Generation of clones with altered radiation resistance
In order to generate radioresistant subclones of the parental CAL-33 cell line, exponentially growing CAL-33 cells were exposed to fractionated irradiation (Mueller RT-250 γ-ray, tube Thoraeus Filter, 200 kV, 10 mA) according to a schedule commonly used in radiotherapy: A total dose of 20 Gy was given in daily fractions of 2 Gy 5 times per week. For each week, 2 days of recovery time were included. Afterwards, cells were cloned by limiting dilution procedure and grown for 4 to 12 weeks.
Colony forming assay
Clonogenic survival was determined in colony formation assays as described previously [11]. Briefly, cells were seeded into 6-well plates, allowed to adhere for 4 h, and irradiated at 0, 1, 2, 4, 6 or 8 Gy, respectively (Mueller RT-250 γ-ray, Thoraeus Filter, 200 kV, 10 mA). 14 days after irradiation, colonies were fixed and stained with methylene blue. Only colonies consisting of at least 50 cells were scored. Each assay was carried out in duplicates of three different cell densities per each irradiation dose. Results from three independent experiments were subjected to linear-quadratic regression analyses employing the maximum likelihood approach. Differences between curves were evaluated using F-test [12].
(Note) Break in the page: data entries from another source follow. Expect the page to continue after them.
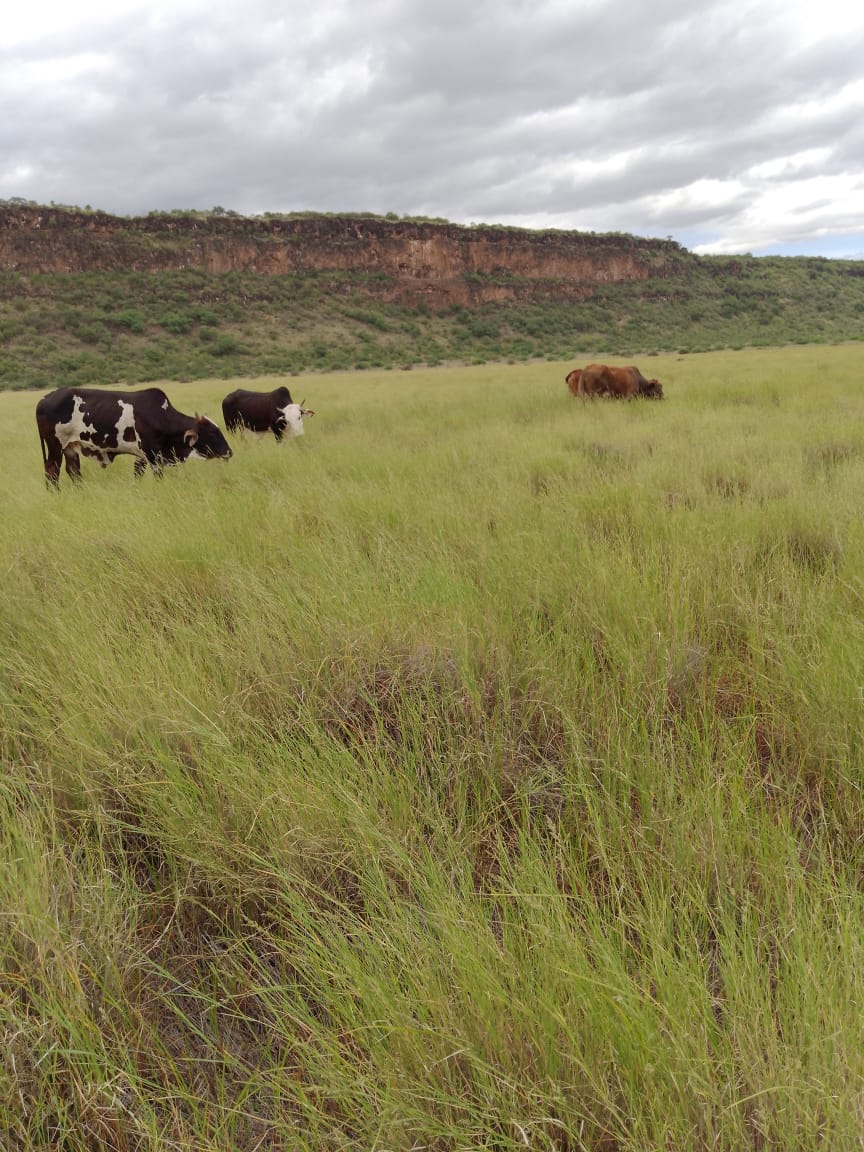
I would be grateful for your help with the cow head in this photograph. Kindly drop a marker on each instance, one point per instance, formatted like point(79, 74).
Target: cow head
point(293, 416)
point(653, 389)
point(205, 440)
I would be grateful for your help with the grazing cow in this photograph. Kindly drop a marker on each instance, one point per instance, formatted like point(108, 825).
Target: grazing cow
point(573, 380)
point(619, 383)
point(95, 422)
point(264, 411)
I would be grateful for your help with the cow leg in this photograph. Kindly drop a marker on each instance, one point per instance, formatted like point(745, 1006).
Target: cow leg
point(53, 460)
point(73, 463)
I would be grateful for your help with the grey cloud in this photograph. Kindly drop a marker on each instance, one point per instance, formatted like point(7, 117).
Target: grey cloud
point(471, 112)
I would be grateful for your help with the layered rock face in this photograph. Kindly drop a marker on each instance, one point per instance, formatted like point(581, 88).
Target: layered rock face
point(411, 258)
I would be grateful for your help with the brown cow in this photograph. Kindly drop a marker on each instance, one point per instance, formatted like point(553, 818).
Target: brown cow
point(619, 383)
point(573, 380)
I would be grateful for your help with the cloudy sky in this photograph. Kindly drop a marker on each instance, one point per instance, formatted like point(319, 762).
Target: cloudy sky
point(730, 126)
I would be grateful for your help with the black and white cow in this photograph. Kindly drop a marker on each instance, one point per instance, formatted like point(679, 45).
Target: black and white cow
point(264, 411)
point(96, 422)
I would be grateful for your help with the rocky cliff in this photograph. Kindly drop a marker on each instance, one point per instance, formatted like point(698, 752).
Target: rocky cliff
point(411, 258)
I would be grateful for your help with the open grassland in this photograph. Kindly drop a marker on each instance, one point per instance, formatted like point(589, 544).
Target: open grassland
point(482, 771)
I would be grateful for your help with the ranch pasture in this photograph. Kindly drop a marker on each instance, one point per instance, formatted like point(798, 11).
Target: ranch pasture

Proliferation and cell cycle analyses
Proliferation rates were determined over a period of three days upon seeding 20,000 cells per well into 24-well plates. Cells were harvested by trypsinization, and total cell numbers were determined by manual counting. Cell numbers were plotted against the growth time, and doubling times were calculated by semi-log regression analyses in the exponential growth phase. Dynamics of cell cycle distribution upon irradiation at 4 Gy was analyzed by flow cytometric phospho-histone H3(S10)/propidium iodide (PI) staining as described in [13]. Briefly, cells were collected by trypsinization and fixed in 70 % ethanol. After extensive washing, cells were stained with anti-phospho-histone-H3-Alexa488 (pH3(S10)) antibody (New England Biolabs, Frankfurt, Germany) and PI/RNase staining solution (BD Biosciences, Heidelberg, Germany). Data of 10,000 cells were recorded on an LSRII flow cytometer (BD Biosciences), and cell cycle analyses were performed by using FlowJo 7.6.5 software (Tree Star Inc., Ashland, OR, USA).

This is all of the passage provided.